Linking Representations with Multimodal Contrastive Learning

Many applications require grouping instances contained in diverse document datasets into classes. Most widely used methods do not employ deep learning and do not exploit the inherently multimodal nature of documents. Notably, record linkage is typically conceptualized as a string-matching problem. This study develops CLIPPINGS, (Contrastively Linking Pooled Pre-trained Embeddings), a multimodal framework for record linkage. CLIPPINGS employs end-to-end training of symmetric vision and language bi-encoders, aligned through contrastive language-image pre-training, to learn a metric space where the pooled image-text representation for a given instance is close to representations in the same class and distant from representations in different classes. At inference time, instances can be linked by retrieving their nearest neighbor from an offline exemplar embedding index or by clustering their representations. The study examines two challenging applications: constructing comprehensive supply chains for mid-20th century Japan through linking firm level financial records - with each firm name represented by its crop in the document image and the corresponding OCR - and detecting which image-caption pairs in a massive corpus of historical U.S. newspapers came from the same underlying photo wire source. CLIPPINGS outperforms widely used string matching methods by a wide margin and also outperforms unimodal methods. Moreover, a purely self-supervised model trained on only image-OCR pairs also outperforms popular string-matching methods without requiring any labels.

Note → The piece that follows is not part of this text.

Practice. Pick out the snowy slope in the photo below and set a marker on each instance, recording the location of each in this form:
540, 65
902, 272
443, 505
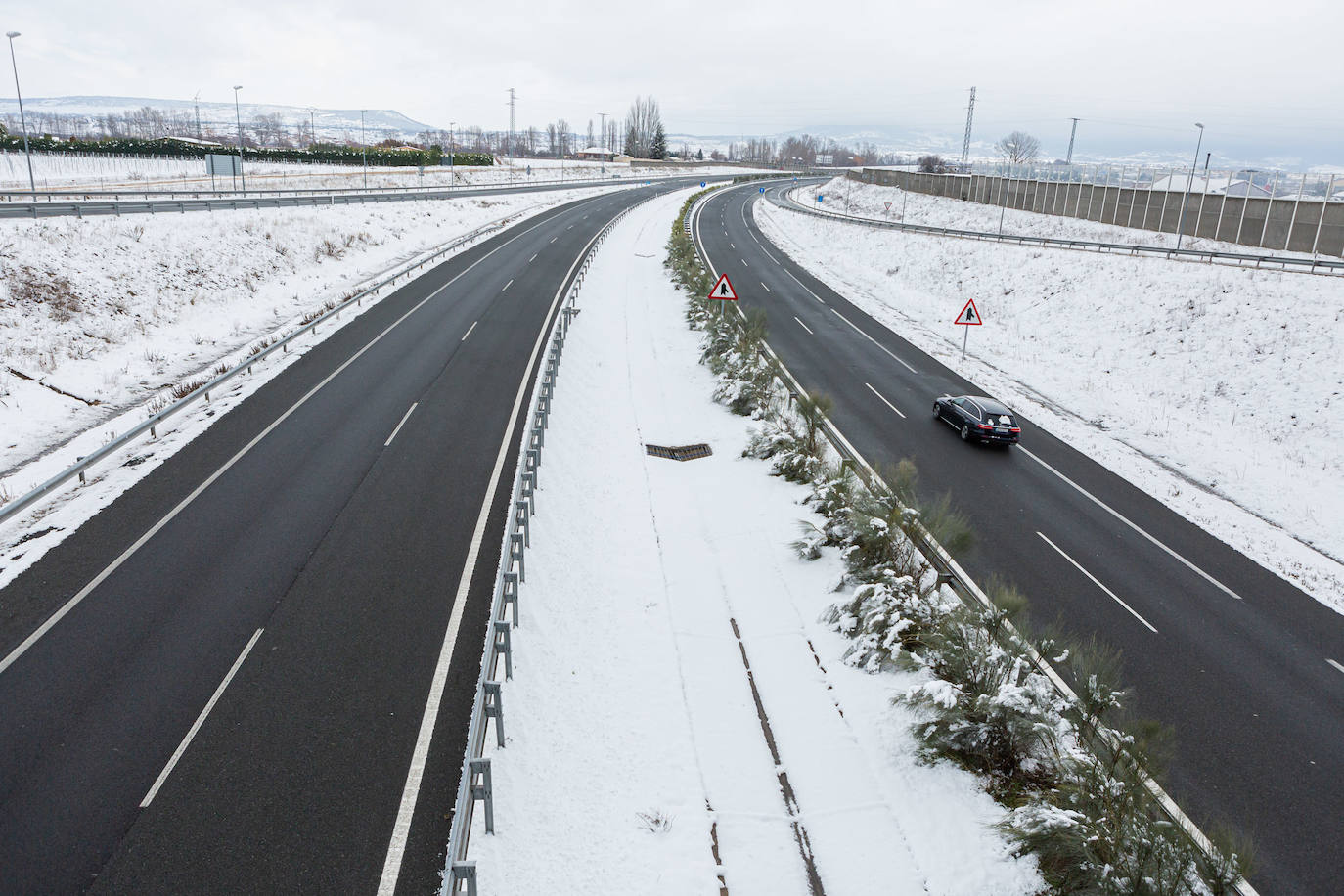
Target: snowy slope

翻译：《基于多模态对比学习的表征链接》摘要：许多应用需要将分散在多源文档数据集中的实例进行类别分组。当前最广泛使用的方法既未采用深度学习技术，也未利用文档固有的多模态特性。值得注意的是，记录链接通常被概念化为字符串匹配问题。本研究开发了CLIPPINGS（对比链接池化预训练嵌入）——一种用于记录链接的多模态框架。CLIPPINGS通过对齐通过对比语言-图像预训练的对称视觉与语言双编码器进行端到端训练，以学习一个度量空间，在该空间中，同一类别实例的池化图像-文本表征相互接近，而不同类别实例的表征则相互远离。在推理时，可通过从离线示例嵌入索引中检索最近邻或对表征进行聚类来实现实例链接。本研究考察了两个具有挑战性的应用场景：通过链接企业级财务记录构建20世纪中期日本的综合供应链（每个企业名称由其文档图像中的截取区域及对应OCR表示），以及检测海量历史美国报纸语料库中哪些图像-标题对源自同一摄影通讯社源。实验表明，CLIPPINGS不仅在性能上大幅超越广泛使用的字符串匹配方法，还优于单模态方法。此外，仅使用图像-OCR对训练的纯自监督模型，在无需任何标签的情况下，同样优于流行的字符串匹配方法。